Sunday, October 6, 2013

Review of Rolling Thunder in a Gentle Land

Title:  Rolling Thunder in a Gentle Land:  The Vietnam War Revisited.
Editor:  Andrew Wiest.
Publisher:  Osprey Military Publishing.
Publishing Date:  2012.
Pages:  310.

This was the first book I purchased for my Nook ereader.  I read the entire work over the course of several weeks.  The book is a collection of essays by different authors about the Vietnam War ranging from historians to former ARVN generals and South Vietnamese civilians.  The articles themselves cover French involvement in Indochina, life in the North Vietnamese Army, American media coverage during the conflict, American political leadership, American air power, American naval operations, American air mobile operations, and the after effects of the Vietnam War on American military policy.
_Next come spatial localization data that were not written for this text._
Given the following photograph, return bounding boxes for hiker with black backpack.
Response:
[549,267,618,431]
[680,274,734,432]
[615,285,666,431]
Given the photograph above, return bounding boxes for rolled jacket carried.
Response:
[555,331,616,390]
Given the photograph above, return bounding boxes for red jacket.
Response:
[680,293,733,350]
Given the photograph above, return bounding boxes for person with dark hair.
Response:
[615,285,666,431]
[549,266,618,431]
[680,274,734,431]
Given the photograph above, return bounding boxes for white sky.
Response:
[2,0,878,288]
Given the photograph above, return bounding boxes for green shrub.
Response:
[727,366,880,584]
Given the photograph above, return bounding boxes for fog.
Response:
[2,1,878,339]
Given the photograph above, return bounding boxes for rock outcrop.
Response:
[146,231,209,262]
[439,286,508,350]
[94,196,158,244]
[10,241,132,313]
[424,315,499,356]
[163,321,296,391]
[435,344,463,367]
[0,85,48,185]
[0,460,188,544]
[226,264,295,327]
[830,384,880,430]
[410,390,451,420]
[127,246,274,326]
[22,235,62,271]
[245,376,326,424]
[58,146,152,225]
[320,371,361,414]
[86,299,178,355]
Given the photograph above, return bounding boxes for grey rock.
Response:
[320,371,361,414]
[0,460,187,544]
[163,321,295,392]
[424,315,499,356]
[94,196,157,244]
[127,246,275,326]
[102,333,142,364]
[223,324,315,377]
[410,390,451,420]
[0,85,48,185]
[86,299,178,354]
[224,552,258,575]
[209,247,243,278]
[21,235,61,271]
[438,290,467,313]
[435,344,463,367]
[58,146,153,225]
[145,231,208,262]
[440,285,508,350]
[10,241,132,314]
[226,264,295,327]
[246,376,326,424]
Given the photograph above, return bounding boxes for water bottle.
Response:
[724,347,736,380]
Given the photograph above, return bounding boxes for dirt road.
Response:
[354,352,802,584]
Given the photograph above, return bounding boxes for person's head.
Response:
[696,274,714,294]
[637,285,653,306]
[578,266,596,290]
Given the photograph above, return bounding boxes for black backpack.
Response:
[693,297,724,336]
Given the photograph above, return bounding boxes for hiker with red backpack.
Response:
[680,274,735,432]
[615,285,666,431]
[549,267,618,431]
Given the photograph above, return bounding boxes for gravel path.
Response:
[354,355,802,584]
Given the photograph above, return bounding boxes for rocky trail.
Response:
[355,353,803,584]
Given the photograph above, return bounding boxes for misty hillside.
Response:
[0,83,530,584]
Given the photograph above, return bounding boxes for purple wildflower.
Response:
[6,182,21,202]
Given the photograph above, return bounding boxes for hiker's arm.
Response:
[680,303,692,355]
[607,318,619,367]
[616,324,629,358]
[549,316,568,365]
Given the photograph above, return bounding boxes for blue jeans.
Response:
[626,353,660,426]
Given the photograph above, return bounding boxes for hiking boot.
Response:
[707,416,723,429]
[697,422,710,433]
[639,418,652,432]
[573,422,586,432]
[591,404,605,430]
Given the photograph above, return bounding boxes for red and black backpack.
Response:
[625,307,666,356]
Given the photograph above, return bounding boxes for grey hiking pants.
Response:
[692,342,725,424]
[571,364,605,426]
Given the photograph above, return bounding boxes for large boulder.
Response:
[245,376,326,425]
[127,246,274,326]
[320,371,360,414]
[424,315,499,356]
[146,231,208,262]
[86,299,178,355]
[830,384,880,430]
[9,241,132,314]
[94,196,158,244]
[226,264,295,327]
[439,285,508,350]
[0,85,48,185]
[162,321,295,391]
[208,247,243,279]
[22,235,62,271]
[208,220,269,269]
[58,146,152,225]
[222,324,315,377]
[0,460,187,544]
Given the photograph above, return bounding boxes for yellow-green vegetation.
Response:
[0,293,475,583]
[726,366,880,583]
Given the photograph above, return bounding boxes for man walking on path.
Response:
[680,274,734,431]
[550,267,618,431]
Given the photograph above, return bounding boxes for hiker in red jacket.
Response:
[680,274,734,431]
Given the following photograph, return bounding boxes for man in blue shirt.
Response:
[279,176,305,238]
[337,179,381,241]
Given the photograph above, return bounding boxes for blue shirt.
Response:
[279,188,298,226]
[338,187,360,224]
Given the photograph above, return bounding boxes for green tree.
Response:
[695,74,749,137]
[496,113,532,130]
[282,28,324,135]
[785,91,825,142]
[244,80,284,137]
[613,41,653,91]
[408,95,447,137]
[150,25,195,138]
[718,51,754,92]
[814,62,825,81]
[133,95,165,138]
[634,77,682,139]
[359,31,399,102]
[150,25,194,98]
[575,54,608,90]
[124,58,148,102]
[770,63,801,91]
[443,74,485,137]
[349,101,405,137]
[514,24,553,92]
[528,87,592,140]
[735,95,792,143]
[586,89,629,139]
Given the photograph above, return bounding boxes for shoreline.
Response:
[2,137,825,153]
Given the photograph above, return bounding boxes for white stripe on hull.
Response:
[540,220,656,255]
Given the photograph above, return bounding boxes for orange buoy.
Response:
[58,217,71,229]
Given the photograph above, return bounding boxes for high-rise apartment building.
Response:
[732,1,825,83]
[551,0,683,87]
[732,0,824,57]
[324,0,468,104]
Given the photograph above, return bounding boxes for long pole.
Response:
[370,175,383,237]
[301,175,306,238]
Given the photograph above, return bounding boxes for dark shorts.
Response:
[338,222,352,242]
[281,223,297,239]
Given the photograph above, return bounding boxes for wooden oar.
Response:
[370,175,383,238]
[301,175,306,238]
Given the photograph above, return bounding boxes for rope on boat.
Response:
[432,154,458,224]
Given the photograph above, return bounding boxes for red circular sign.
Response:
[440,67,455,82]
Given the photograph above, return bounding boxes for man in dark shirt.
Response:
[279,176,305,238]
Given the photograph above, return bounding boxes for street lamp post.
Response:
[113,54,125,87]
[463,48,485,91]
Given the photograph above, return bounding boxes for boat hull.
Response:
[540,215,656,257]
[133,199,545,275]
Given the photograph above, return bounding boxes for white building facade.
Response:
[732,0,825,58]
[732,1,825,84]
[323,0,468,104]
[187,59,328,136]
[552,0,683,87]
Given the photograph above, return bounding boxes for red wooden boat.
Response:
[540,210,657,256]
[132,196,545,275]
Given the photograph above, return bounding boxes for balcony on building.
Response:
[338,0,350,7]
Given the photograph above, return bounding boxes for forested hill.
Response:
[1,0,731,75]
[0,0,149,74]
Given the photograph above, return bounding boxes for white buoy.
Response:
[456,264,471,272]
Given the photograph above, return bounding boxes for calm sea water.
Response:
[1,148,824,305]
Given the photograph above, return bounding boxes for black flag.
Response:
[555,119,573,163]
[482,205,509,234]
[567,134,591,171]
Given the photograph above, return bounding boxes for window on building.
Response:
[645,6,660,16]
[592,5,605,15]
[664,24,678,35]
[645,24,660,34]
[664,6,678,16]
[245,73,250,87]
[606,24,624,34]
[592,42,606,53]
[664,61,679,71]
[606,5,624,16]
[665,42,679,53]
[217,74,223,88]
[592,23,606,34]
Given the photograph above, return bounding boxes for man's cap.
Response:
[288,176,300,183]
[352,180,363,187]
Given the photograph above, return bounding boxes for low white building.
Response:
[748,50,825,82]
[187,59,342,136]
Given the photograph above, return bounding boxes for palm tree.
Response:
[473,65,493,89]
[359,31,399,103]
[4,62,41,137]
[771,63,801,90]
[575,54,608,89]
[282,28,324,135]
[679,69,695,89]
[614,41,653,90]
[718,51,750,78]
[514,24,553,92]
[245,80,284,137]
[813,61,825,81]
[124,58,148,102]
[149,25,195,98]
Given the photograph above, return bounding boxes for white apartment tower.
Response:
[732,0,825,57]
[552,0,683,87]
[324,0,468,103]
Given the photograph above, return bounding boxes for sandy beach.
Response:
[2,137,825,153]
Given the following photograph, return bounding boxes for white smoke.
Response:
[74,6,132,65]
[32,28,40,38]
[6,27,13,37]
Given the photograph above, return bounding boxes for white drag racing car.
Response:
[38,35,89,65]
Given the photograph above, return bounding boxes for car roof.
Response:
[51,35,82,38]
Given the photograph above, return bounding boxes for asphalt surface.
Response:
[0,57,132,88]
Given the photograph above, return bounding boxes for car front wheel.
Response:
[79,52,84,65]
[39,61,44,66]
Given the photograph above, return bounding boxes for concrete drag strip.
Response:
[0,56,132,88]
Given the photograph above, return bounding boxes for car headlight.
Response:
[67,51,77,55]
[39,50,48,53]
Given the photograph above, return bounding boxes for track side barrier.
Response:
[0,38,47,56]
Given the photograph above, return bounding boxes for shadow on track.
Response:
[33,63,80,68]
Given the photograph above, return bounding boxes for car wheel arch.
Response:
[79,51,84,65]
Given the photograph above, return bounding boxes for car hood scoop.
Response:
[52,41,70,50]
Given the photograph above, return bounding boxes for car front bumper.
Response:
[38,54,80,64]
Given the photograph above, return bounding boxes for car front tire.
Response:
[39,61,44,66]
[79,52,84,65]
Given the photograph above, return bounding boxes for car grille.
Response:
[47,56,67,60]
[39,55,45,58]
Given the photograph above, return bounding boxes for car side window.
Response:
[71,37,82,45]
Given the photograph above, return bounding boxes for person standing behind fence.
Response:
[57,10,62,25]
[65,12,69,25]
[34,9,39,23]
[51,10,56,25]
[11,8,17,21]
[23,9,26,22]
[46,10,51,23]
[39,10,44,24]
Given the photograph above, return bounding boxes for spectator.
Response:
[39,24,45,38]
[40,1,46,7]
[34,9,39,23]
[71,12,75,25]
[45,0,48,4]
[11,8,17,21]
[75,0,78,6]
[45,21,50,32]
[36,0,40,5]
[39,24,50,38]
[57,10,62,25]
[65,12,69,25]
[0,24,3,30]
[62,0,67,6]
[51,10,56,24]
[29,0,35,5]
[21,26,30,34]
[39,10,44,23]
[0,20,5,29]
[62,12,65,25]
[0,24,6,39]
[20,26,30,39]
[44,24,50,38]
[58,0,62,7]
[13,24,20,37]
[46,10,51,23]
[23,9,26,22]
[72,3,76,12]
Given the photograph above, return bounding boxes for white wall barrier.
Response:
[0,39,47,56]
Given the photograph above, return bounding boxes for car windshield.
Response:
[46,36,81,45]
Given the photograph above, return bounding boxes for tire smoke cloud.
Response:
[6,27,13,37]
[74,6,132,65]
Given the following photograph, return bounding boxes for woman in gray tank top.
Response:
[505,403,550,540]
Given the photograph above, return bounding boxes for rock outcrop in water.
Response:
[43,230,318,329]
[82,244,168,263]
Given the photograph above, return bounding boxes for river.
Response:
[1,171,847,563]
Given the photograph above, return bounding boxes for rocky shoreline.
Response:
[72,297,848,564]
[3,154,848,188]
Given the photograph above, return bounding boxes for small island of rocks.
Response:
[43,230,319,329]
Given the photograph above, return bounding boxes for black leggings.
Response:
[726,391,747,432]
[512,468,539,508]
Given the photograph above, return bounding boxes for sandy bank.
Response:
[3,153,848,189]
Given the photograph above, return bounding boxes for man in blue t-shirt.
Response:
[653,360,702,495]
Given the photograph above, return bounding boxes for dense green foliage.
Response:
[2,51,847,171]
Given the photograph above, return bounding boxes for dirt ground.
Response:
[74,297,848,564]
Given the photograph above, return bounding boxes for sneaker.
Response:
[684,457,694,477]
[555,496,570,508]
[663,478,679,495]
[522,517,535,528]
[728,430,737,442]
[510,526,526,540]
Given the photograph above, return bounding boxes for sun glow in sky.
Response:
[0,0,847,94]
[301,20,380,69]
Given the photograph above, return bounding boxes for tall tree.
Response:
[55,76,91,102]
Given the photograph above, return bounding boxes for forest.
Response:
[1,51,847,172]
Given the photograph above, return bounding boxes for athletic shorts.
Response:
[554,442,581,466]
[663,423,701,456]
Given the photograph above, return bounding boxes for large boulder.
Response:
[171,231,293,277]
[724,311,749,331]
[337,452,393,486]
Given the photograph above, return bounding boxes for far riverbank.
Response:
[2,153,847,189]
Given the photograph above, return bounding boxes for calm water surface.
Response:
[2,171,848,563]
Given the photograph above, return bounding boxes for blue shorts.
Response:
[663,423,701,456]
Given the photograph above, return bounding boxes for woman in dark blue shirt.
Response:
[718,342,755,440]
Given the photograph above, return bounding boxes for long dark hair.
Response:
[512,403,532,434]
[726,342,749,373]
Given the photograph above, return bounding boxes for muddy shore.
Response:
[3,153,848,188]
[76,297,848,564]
There is just too many things to talk about in this book.  It gives a good overview of the conflict. 

Though I'm troubled by the last essay.  It hits too close to home.  The author basically says there was no political discussion of America going to war in both Vietnam and the War on Terror.  This is true. 

There is no political discussion of why we should have gone to war in places like Vietnam, Afghanistan, and Iraq.  And there is no serious political discussion of this today!  The author also pointed out the people who made an issue of others questioning their decisions to go to war in 2001 were the ones who hid from their draft boards in the 1960s! 

That aside, Rolling Thunder in a Gentle Land will make a good addition to your military studies.  Whether you purchase it for Kindle, Nook, or buy an old fashioned hard copy.